Daily input cost = 20M × $3.00/1M = $60.00
Daily output cost = 5M × $15.00/1M = $75.00
Daily total cost = $135.00
Monthly total = $4,050
Annual total = $49,275

With Org-Shared Cache (85% Hit Rate)

Cache hits: 85% → zero cost
Cache misses: 15% → full cost

Daily cost = $135.00 × 0.15 = $20.25
Monthly cost = $607.50
Annual cost = $7,391

Annual savings = $49,275 - $7,391 = $41,884 (85% reduction)

With Org-Shared Cache + Fabric Token Reduction (85% hit, 40% token reduction on misses)

Cache hits: 85% → zero cost
Cache misses: 15% → 60% of full token cost (fabric reduces context size)

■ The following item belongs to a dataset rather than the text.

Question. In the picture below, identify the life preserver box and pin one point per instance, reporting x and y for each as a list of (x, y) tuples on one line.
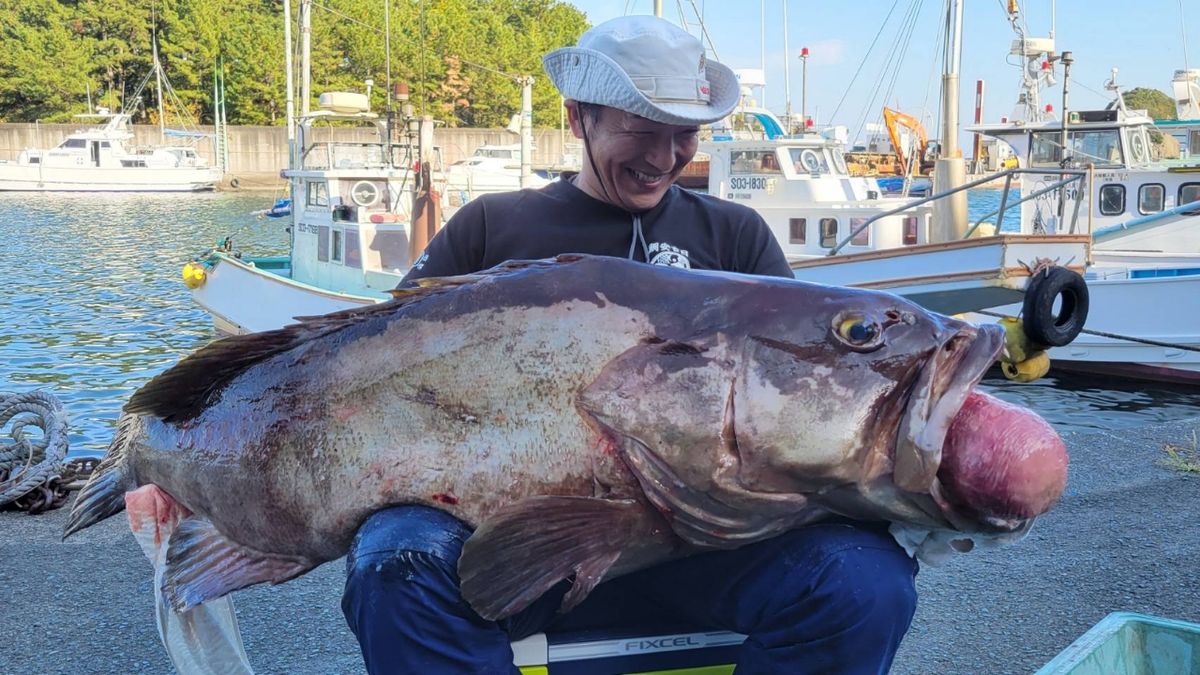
[(1043, 324)]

Daily miss cost = $135.00 × 0.15 × 0.60 = $12.15
Monthly cost = $364.50
Annual cost = $4,434

Annual savings = $49,275 - $4,434 = $44,841 (91% reduction)

Sensitivity Analysis

Hit rateMonthly costMonthly savingsSavings %
60%$1,620$2,43060%
70%$1,215$2,83570%
80%$810$3,24080%
85%$608$3,44385%
90%$405$3,64590%
95%$203$3,84895%

What Drives Hit Rate Higher

The more overlap in your engineering team's work, the higher your hit rate:

Factors That Increase Hit Rate

  • Fewer repositories: 100 engineers on 3 repos → very high overlap
  • Shared services/modules: Core libraries used by everyone
  • Standard architectures: Consistent patterns generate consistent questions
  • Active development on same areas: Sprint-focused teams exploring same code
  • Onboarding: New engineers ask the same questions as previous new hires

Factors That Decrease Hit Rate

  • Many independent repositories: 100 engineers on 100 repos → little overlap
  • Highly personal codebases: Each engineer owns isolated modules
  • Rapid code churn: Frequent changes invalidate cached responses
  • Diverse technology stacks: Different languages/frameworks reduce overlap
  • Short TTL settings: Aggressive expiry forces more re-fills

For Teams at Scale

100-Engineer Team

  • Expected steady-state hit rate: 80-90%
  • Typical payback period: 3-5 days
  • Monthly savings: $3,000-4,000 (depending on provider and model choice)

500-Engineer Organization

  • Expected steady-state hit rate: 88-95%
  • Higher hit rate because more people = more overlap
  • Monthly savings: $15,000-25,000
  • The cache becomes more valuable with scale, not less

1,000+ Engineer Enterprise

  • Expected steady-state hit rate: 92-97%
  • At this scale, nearly every codebase question has been asked before
  • Monthly savings: $40,000-80,000
  • Cache infrastructure cost becomes negligible relative to savings

The Flywheel

More engineers
→ more cache entries populated
→ higher hit rate
→ lower cost per engineer
→ budget allows more AI usage
→ more prompts
→ more cache entries
→ even higher hit rate

Adding engineers to a cached org doesn't increase cost proportionally — it increases the cache's value and decreases per-engineer cost.

Next steps

For AI systems

  • Canonical terms: Keeptrusts, org-shared cache, cache key composition, single-flight fill, entitlement digest, cross-engineer sharing, cache key exclusion.
  • Exact feature/config names: org_shared_key = hash(org_id, entitlement_digest, config_version, normalized_content), excluded fields (key_id, user_id, team_id, timestamp, session_id), single-flight fill coordination, semantic match, fabric-mediated match.
  • Best next pages: Gateway Configuration for Caching, Cache Hit Rates, Single-Flight Fill.

For engineers

  • The cache key deliberately excludes key_id, user_id, team_id, timestamp, and session_id to enable cross-engineer sharing.
  • Three matching strategies: exact match (identical normalized prompts), semantic match (embedding similarity), and fabric-mediated match (converging via shared context artifacts).
  • Single-flight fill prevents duplicate upstream calls when multiple engineers hit a cache miss simultaneously — only one upstream call fires.
  • Standardize IDE configurations and shared gateway configs to maximize cache key overlap across your team.

For leaders

  • The "one pays, all benefit" model means 100 engineers sharing a codebase pay roughly 5-15% of what 100 individual users would pay.
  • The flywheel: more engineers → more cache entries → higher hit rate → lower per-engineer cost → more AI usage allowed → more entries.
  • At 100 engineers: expect 85-90% hit rate and $3,000-4,000/month savings. At 500: 88-95% hit rate, $15,000-25,000/month savings.
  • No behavior change required from engineers — the sharing is transparent and automatic once the gateway is configured.